Choice cuts: does more choice in public services make us happier?
Patrick Mulrenan writes:
On a corner of Calcutta Street, 50 metres from the Calcutta House campus entrance to Londonmet University, a branch Costa Coffee has just opened. To some at the campus, this is simply somewhere new to go at lunchtime, to others it is symbolic of the spread of the City of London into the poorer areas of Tower Hamlets. But it will certainly provide more choice of coffee. This expanded choice should make us happy- it means that we can get the hot drink that will match more closely what we really want.

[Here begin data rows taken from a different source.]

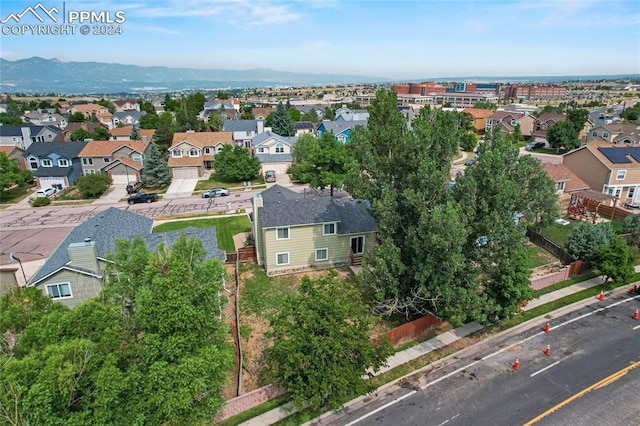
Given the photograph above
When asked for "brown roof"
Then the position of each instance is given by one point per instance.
(126, 131)
(560, 173)
(202, 139)
(478, 112)
(106, 148)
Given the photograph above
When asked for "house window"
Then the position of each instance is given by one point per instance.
(282, 233)
(322, 254)
(282, 258)
(59, 291)
(329, 229)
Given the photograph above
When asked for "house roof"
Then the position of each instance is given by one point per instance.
(68, 150)
(338, 127)
(240, 125)
(284, 207)
(106, 148)
(560, 173)
(111, 224)
(202, 139)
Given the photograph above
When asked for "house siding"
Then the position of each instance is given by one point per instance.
(588, 168)
(83, 287)
(302, 244)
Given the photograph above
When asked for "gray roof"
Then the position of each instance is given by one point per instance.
(111, 224)
(268, 134)
(68, 150)
(274, 158)
(240, 125)
(283, 207)
(338, 127)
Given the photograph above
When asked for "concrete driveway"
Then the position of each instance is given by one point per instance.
(115, 193)
(181, 187)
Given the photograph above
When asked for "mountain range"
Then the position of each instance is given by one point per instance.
(39, 75)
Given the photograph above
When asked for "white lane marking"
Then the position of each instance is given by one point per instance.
(546, 368)
(390, 403)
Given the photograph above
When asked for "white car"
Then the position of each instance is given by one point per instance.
(45, 192)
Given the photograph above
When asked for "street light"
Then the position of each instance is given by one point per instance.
(12, 255)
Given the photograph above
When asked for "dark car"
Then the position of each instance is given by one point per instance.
(134, 187)
(141, 197)
(534, 145)
(270, 176)
(215, 192)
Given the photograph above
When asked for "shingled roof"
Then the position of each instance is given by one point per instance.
(284, 207)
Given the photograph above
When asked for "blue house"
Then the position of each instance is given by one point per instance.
(341, 129)
(55, 163)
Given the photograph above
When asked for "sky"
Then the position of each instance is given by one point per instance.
(411, 39)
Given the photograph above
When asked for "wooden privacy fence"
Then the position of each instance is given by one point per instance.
(548, 245)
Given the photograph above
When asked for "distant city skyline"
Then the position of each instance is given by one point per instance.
(390, 40)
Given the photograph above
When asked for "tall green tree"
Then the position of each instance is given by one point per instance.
(325, 164)
(236, 164)
(281, 122)
(616, 261)
(322, 349)
(156, 172)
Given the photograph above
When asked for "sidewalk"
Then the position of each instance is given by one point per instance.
(444, 339)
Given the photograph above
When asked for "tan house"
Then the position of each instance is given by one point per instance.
(89, 109)
(479, 118)
(122, 160)
(74, 272)
(566, 181)
(506, 122)
(295, 232)
(610, 169)
(124, 134)
(191, 153)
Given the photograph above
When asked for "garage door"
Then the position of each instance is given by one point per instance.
(280, 168)
(122, 179)
(185, 173)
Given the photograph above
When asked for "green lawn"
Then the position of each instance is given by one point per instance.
(226, 228)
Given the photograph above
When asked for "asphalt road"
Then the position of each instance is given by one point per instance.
(480, 386)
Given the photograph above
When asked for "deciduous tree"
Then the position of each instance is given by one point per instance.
(322, 349)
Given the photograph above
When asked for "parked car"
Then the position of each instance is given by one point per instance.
(215, 192)
(270, 176)
(134, 187)
(45, 192)
(534, 145)
(141, 197)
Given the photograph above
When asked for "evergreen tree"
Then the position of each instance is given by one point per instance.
(156, 172)
(282, 123)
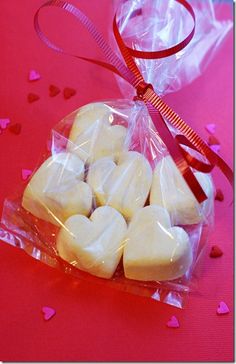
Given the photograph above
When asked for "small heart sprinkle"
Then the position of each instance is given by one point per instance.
(212, 140)
(215, 252)
(4, 123)
(15, 128)
(211, 128)
(32, 97)
(219, 196)
(48, 312)
(34, 75)
(53, 90)
(222, 308)
(173, 323)
(25, 174)
(69, 92)
(215, 148)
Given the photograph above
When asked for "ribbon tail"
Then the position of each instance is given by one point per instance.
(174, 150)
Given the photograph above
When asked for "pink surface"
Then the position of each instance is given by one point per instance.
(93, 323)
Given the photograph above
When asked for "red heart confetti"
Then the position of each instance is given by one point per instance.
(215, 148)
(219, 196)
(215, 252)
(69, 92)
(212, 140)
(53, 90)
(34, 75)
(4, 123)
(48, 312)
(173, 323)
(32, 97)
(210, 128)
(15, 128)
(222, 308)
(25, 174)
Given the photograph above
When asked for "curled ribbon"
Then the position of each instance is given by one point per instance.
(159, 111)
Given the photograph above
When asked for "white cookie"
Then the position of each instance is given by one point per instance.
(123, 185)
(56, 190)
(154, 250)
(93, 245)
(92, 136)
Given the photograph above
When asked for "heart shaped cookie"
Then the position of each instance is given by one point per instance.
(92, 136)
(93, 245)
(56, 191)
(123, 185)
(170, 190)
(154, 250)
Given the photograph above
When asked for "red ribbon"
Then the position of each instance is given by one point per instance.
(158, 109)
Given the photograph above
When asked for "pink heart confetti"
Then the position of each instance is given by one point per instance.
(215, 148)
(25, 174)
(48, 312)
(4, 123)
(222, 308)
(173, 323)
(210, 128)
(34, 75)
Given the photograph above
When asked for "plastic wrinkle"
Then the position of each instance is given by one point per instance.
(55, 192)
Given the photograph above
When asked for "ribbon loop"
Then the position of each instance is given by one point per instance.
(142, 88)
(159, 111)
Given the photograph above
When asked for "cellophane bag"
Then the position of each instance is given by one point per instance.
(107, 203)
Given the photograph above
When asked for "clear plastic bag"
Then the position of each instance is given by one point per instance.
(107, 203)
(153, 25)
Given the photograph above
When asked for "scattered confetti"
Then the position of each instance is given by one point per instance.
(15, 128)
(34, 75)
(4, 123)
(32, 97)
(53, 90)
(215, 148)
(48, 312)
(215, 252)
(222, 308)
(25, 174)
(211, 128)
(212, 140)
(69, 92)
(173, 323)
(219, 196)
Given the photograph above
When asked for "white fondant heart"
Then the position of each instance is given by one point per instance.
(93, 245)
(123, 185)
(56, 191)
(154, 250)
(170, 190)
(92, 136)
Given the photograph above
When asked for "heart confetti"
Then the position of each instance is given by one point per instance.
(219, 196)
(212, 140)
(4, 123)
(34, 75)
(69, 92)
(53, 90)
(32, 97)
(210, 128)
(215, 148)
(215, 252)
(173, 323)
(15, 128)
(48, 312)
(25, 174)
(222, 308)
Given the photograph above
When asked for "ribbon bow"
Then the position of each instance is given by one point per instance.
(159, 111)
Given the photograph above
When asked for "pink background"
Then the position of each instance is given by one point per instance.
(95, 323)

Government policy in the last thirty years has promoted the idea of choice in public services to match that offered by the private sector. Under New Labour we were promised the end to ‘one size fits all’ services and to ‘bog standard comprehensives’. Choice is both good in itself and the means to an end- services will become cheaper and better as they compete for users. Ministers pointed to mediocre customer care, and to mistakes such as the building of mass council housing as examples of what happens when service users lack choice. Users have no ‘exit option’ to go elsewhere for services- and service providers know it.
There have been many criticisms of this approach. Choice is clearly not appropriate in some services- should criminals have a choice of police officer to arrest them? Private sector providers would lack the public sector ethos, and are more interested in profit than in providing a service. And the record of some private providers has been abysmal, as recently seen in Panorama’s expose of ‘care’ homes.
But another argument is that not only does choice does not work in the public sector, but it may not work in the private sector either. In ‘The Paradox of Choice’, Schwartz argues that choice does not necessarily make us happy- in fact it can make us anxious and unhappy. In one of the most quoted experiments in the book researchers set up a supermarket display with 6 types of jam, offering samples of the jam and a dollar coupon off the price of the jams. They then set up the same display with 24 types of jam. Contrary to what you might expect, the percentage of customers who took up the offer and subsequently bought jam was much higher when there was less choice (30 per cent) than when there was more choice (3 per cent). And when they did buy the jam, those offered more choice were less happy with what they had bought.
This is partly because choice can make us confused and dissatisfied. Anyone who has been to huge shopping centres with hundreds of shops can understand this. In a memorable episode of the Simpsons, Marge Simpson visits a huge shopping centre, Monstromart, which proudly advertises as a place ‘where shopping is a baffling ordeal’. If you think that you will get the goods that perfectly match your desires, you can never be satisfied.
There may be lessons for public services, where they key word is ‘personalisation’- offering people choice and individualising provision. Perhaps what people want is good local public services- not a bewildering choice of providers.